Nunca dejé de asistir a eventos y salidas porque “tenía que estudiar”. Recuerdo especialmente un domingo de mayo de 1996, donde por supuesto me había emborrachado a full el sábado a la noche, y tenía un examen muy difícil el lunes. Sin embargo, mis amigos bosteros me llamaron para ir a la cancha ese domingo, y me dije: “Ma, sí, yo voy”. Fuimos a la popular de Boca en la Bombonera, que ese día se reinauguraba, y Boca perdió 6 a 0 contra Gimnasia de La Plata. La hinchada de Boca se descontroló un poquito, y la Raulito sacó una gomera y tiraba piedras contra unos plásticos que habían puesto en nuestra bonita nueva cancha. Yo veía que Gimnasia nos cagaba a goles y nos bailaba, y me preguntaba: “¿Qué mierda hago yo acá? ¡Debería estar estudiando!” Al otro día, por supuesto, desaprobé, pero desaprobamos todos, así que si me hubiese quedado estudiando el domingo probablemente hubiese desaprobado también.

 

Todo esto viene a cuento porque hoy fui a buscar mis exámenes de colesterol, y me di cuenta que, de repente, me encontré con la sensación de estar a punto de conocer “qué nota me había sacado”. La historia tiene antecedentes que ya conté en este blog pero resumiré a continuación.
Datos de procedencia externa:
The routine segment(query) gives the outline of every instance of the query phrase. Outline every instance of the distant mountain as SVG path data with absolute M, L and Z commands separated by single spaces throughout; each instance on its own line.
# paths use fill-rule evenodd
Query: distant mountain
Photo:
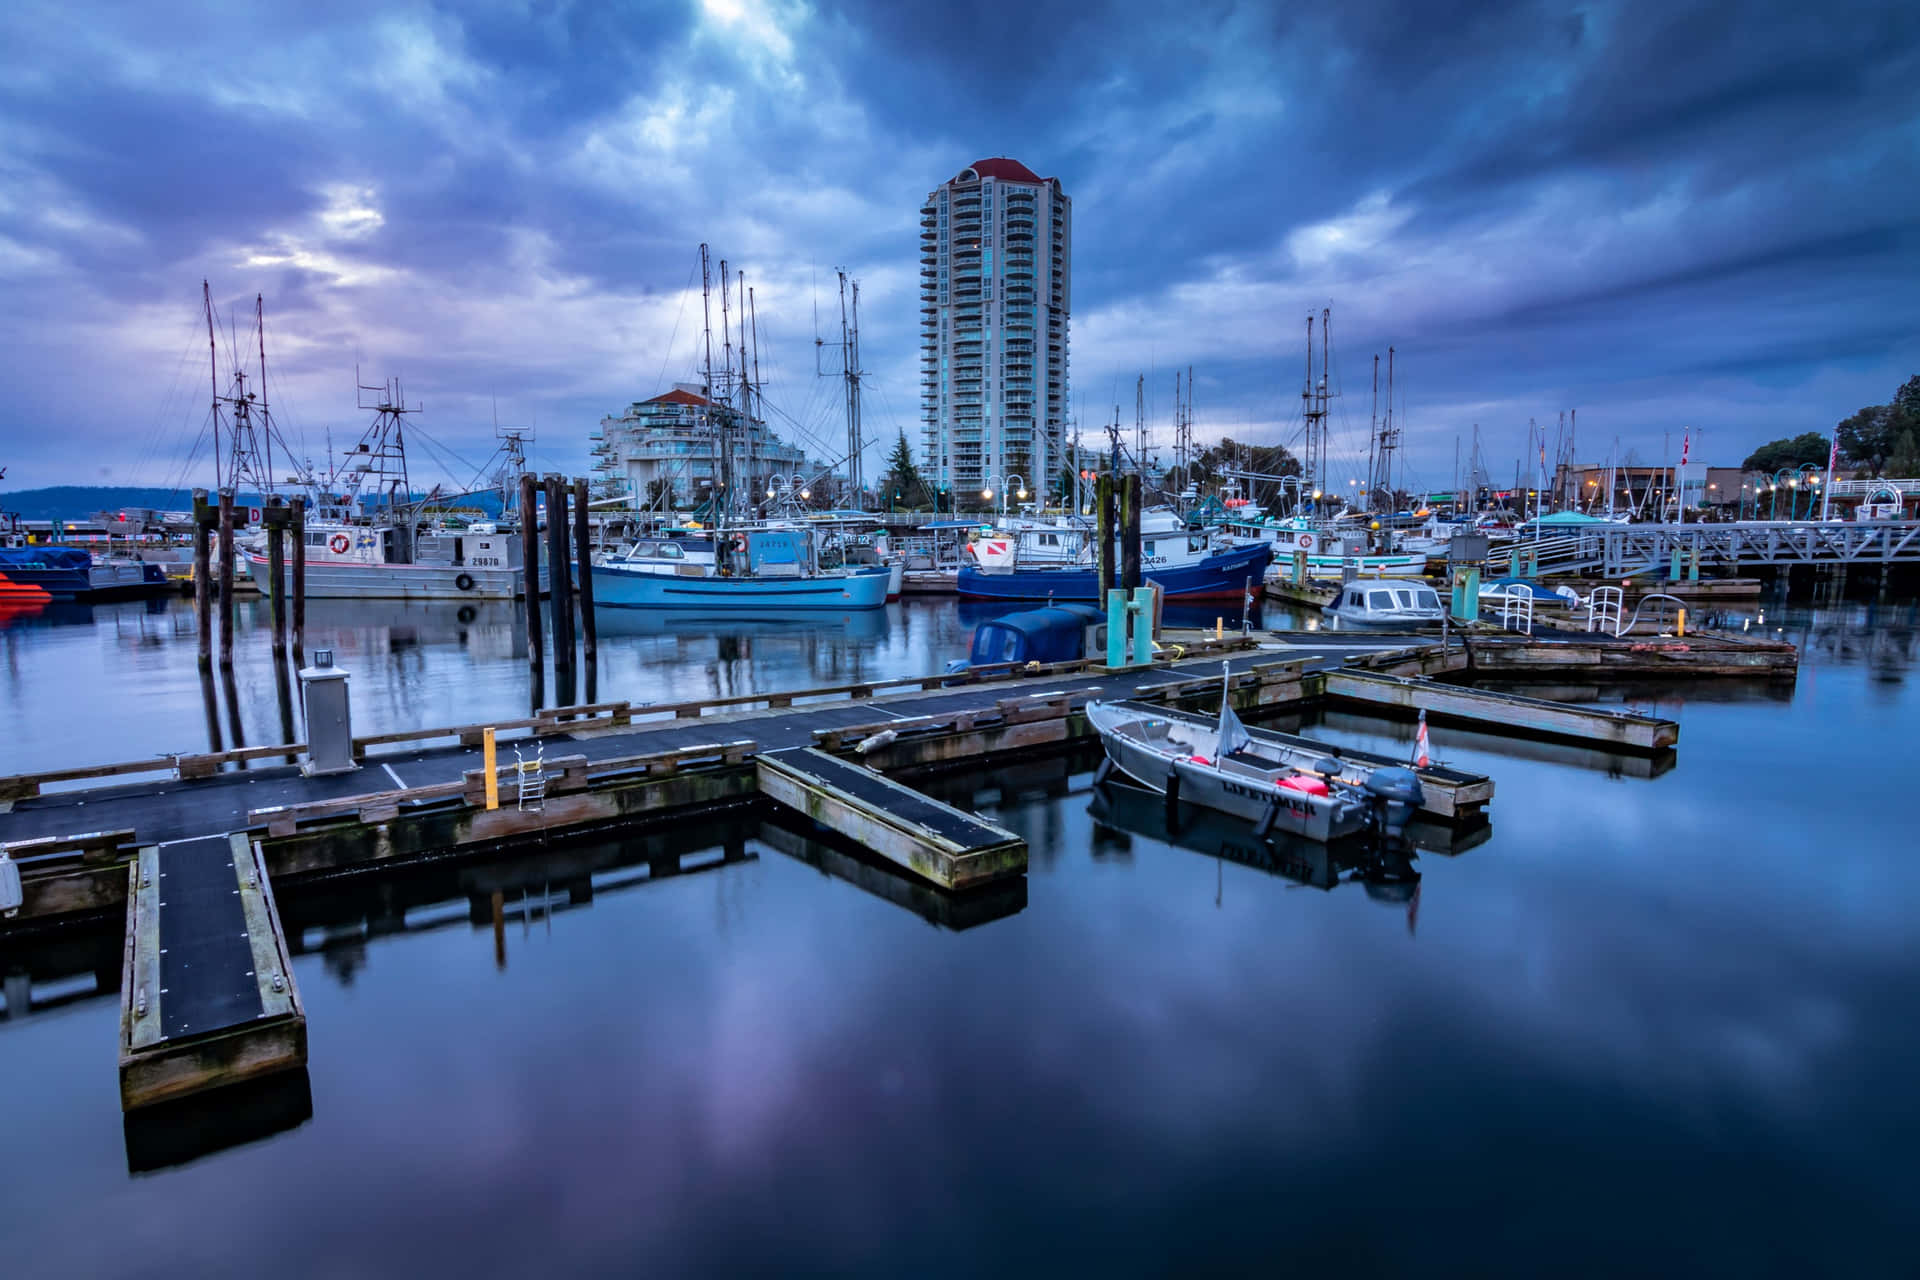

En octubre del 2008 me salió un herpes en el ojo, y los exámenes posteriores mostraron que tenía 249 de colesterol, cuando el máximo es 200. El médico me dijo que, si no quería caerme muerto en cualquier momento por un paro cardíaco, tenía que hacer ejercicios y comer solo cosas feas. Yo me dije: “¡Minga! Voy a seguir con mi dieta a base de cosas ricas, y voy a bajar el colesterol a puro ejercicio”. Así que seguí comiendo carne, papa y alfajores, me tomé un Vidacol cada día, y fui a correr casi todos los días mientras escuchaba los mejores discos de rock’n’roll nene. Seis meses después, en abril del 2009, había bajado mi colesterol de 249 a 232, lo que me convenció que estaba en el camino correcto. Y hoy, fui a buscar los exámenes, y abrí el sobre medio nervioso, pensando que con un 212 me alegraba, y me encuentro con… 180!!!!!!!!!! Soy un capo.

 

(Esto se iba a llamar “De Cómo Vencí Al Colesterol Comiendo Solo Cosas Ricas” pero no quise contar el final en el título.)

También tengo bien la Uricemia, los Trigliceridos, y el Colesterol HDL y LDL. Tengo un factor de riesgo 4.00 que es bastante más bajo que lo normal. Por lo tanto, viviré y cambiaré el mundo.